Desta feita dei prazerosa atenção às do Colecionador de Absurdos, publicado em 1978 e, por isso mesmo, contextualizadas no pós-25 de abril, quando o socialismo se condenara à condição de inacessível utopia. Em textos de três ou quatro páginas, excecionalmente cinco, tanto se anseiam por laranjeiras, que se enganem e deem peras, como recordam-se memórias do passado, quer da infância (um colega de escola primária, que lhe bifou o apara-lápis), quer da estadia em terras escandinavas (as saudades do arroz de frango), visitando-se sobretudo o que lhe motiva chacota dos contemporâneos seja na linguagem (o recurso aos lugares comuns), seja nos comportamentos (as pequeninas coisas e os banais absurdos, a que se acrescentavam as gorjetas dadas a empregados de mesa ou a funcionários administrativos).

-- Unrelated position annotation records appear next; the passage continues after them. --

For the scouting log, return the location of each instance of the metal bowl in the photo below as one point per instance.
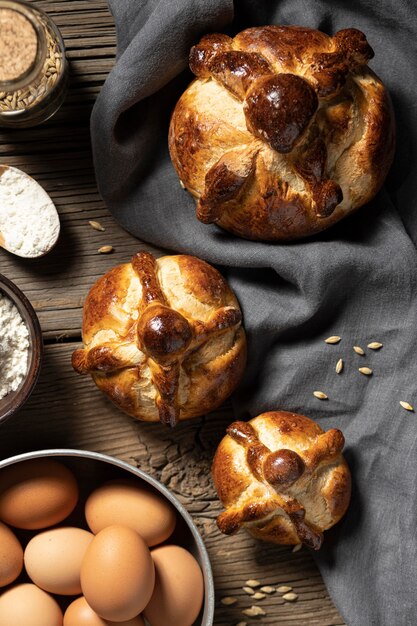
(93, 468)
(15, 399)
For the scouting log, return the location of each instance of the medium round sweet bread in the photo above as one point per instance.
(282, 478)
(163, 338)
(284, 132)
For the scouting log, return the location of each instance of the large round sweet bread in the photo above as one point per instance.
(163, 337)
(284, 132)
(282, 478)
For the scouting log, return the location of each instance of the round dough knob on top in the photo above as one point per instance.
(282, 478)
(163, 338)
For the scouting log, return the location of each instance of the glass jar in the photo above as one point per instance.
(33, 65)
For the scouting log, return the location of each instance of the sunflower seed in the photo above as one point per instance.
(406, 406)
(258, 596)
(366, 371)
(96, 226)
(333, 339)
(253, 583)
(228, 601)
(254, 611)
(248, 590)
(375, 345)
(290, 597)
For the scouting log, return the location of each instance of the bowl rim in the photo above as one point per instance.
(23, 392)
(209, 591)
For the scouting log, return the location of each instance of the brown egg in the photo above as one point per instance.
(26, 605)
(117, 574)
(179, 588)
(79, 613)
(36, 494)
(11, 556)
(130, 503)
(53, 559)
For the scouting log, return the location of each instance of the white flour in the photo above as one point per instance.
(14, 346)
(29, 222)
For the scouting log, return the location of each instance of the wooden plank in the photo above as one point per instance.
(66, 410)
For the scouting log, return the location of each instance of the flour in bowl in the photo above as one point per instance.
(29, 222)
(14, 347)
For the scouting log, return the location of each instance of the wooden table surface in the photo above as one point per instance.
(67, 410)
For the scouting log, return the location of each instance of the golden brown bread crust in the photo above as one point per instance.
(163, 338)
(284, 132)
(282, 478)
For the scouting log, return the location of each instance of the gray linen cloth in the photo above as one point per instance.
(357, 280)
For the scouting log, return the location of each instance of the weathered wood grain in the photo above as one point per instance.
(67, 410)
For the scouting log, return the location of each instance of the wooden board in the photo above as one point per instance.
(66, 410)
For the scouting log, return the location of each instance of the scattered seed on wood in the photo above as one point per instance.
(290, 597)
(366, 371)
(258, 596)
(248, 590)
(253, 583)
(228, 601)
(254, 611)
(406, 406)
(320, 395)
(375, 345)
(96, 226)
(333, 339)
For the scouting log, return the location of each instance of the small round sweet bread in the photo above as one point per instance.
(282, 478)
(284, 131)
(163, 338)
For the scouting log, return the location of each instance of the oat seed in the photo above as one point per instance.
(228, 601)
(407, 406)
(96, 225)
(248, 590)
(258, 596)
(333, 339)
(253, 583)
(375, 345)
(254, 611)
(366, 371)
(290, 597)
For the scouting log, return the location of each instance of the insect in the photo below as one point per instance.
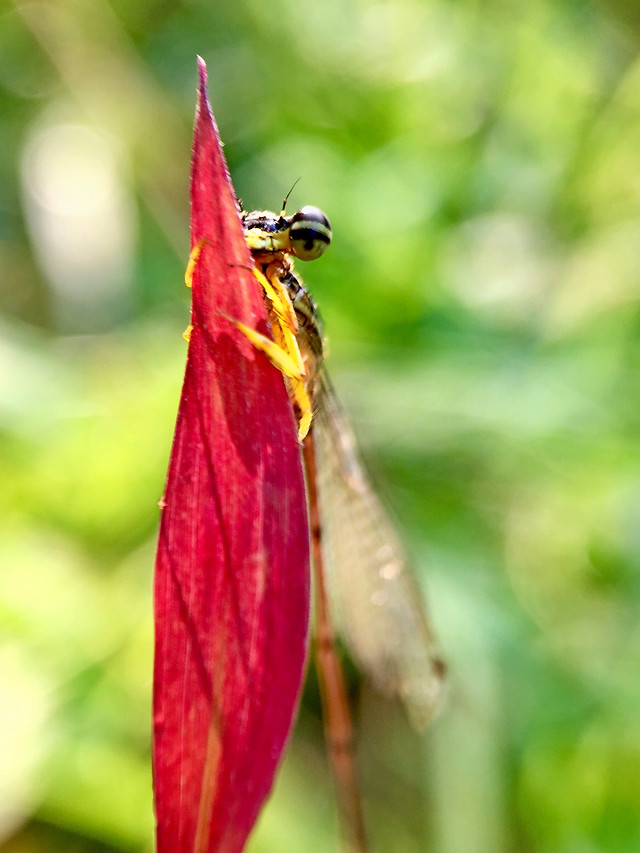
(380, 611)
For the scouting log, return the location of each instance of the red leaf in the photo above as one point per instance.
(232, 579)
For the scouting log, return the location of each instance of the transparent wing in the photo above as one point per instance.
(380, 610)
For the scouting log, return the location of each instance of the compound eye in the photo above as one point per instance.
(309, 233)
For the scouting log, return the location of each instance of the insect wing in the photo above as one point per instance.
(380, 611)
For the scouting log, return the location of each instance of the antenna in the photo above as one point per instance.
(286, 198)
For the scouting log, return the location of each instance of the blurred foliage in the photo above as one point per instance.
(479, 162)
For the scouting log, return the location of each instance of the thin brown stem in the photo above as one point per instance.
(337, 716)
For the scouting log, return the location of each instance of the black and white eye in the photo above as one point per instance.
(309, 233)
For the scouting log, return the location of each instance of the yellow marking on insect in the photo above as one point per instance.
(277, 355)
(279, 298)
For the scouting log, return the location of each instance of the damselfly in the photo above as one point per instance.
(379, 609)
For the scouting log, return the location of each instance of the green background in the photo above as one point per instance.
(479, 163)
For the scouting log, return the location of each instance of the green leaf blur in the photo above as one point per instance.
(479, 164)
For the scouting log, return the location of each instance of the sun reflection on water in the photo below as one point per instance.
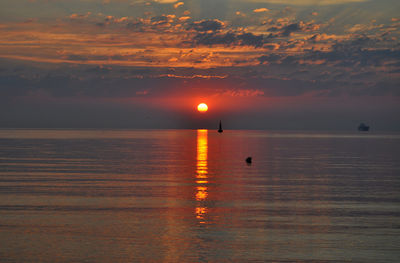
(201, 175)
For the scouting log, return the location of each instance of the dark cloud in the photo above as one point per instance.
(207, 25)
(289, 29)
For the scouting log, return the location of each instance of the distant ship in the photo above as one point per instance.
(220, 127)
(363, 127)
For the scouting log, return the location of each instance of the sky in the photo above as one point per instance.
(258, 64)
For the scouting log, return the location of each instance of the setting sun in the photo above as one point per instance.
(202, 107)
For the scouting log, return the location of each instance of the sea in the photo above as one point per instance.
(190, 196)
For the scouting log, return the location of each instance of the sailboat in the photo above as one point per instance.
(220, 127)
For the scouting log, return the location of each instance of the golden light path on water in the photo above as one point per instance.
(201, 174)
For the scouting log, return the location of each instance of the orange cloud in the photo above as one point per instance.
(178, 4)
(260, 10)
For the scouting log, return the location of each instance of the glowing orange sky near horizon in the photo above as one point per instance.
(202, 107)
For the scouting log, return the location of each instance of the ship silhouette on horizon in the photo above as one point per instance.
(220, 127)
(363, 127)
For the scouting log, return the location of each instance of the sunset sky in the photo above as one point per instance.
(258, 64)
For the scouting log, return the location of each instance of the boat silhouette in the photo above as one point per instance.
(220, 127)
(363, 127)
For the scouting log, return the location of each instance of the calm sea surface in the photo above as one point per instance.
(189, 196)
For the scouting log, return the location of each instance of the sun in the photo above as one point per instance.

Desafiava-se o destino, fazia-se do espelho o inimigo dos olhos cruéis, também presentes nas pérfidas velhas, que matavam aves ainda nos ninhos, porque as mães lhes sujavam os lençóis nos estendais.
Três anos depois da Revolução os cravos já tinham emurchecido e isso sentia-se na leitura que José Gomes Ferreira dava do que via, ouvia e sentia...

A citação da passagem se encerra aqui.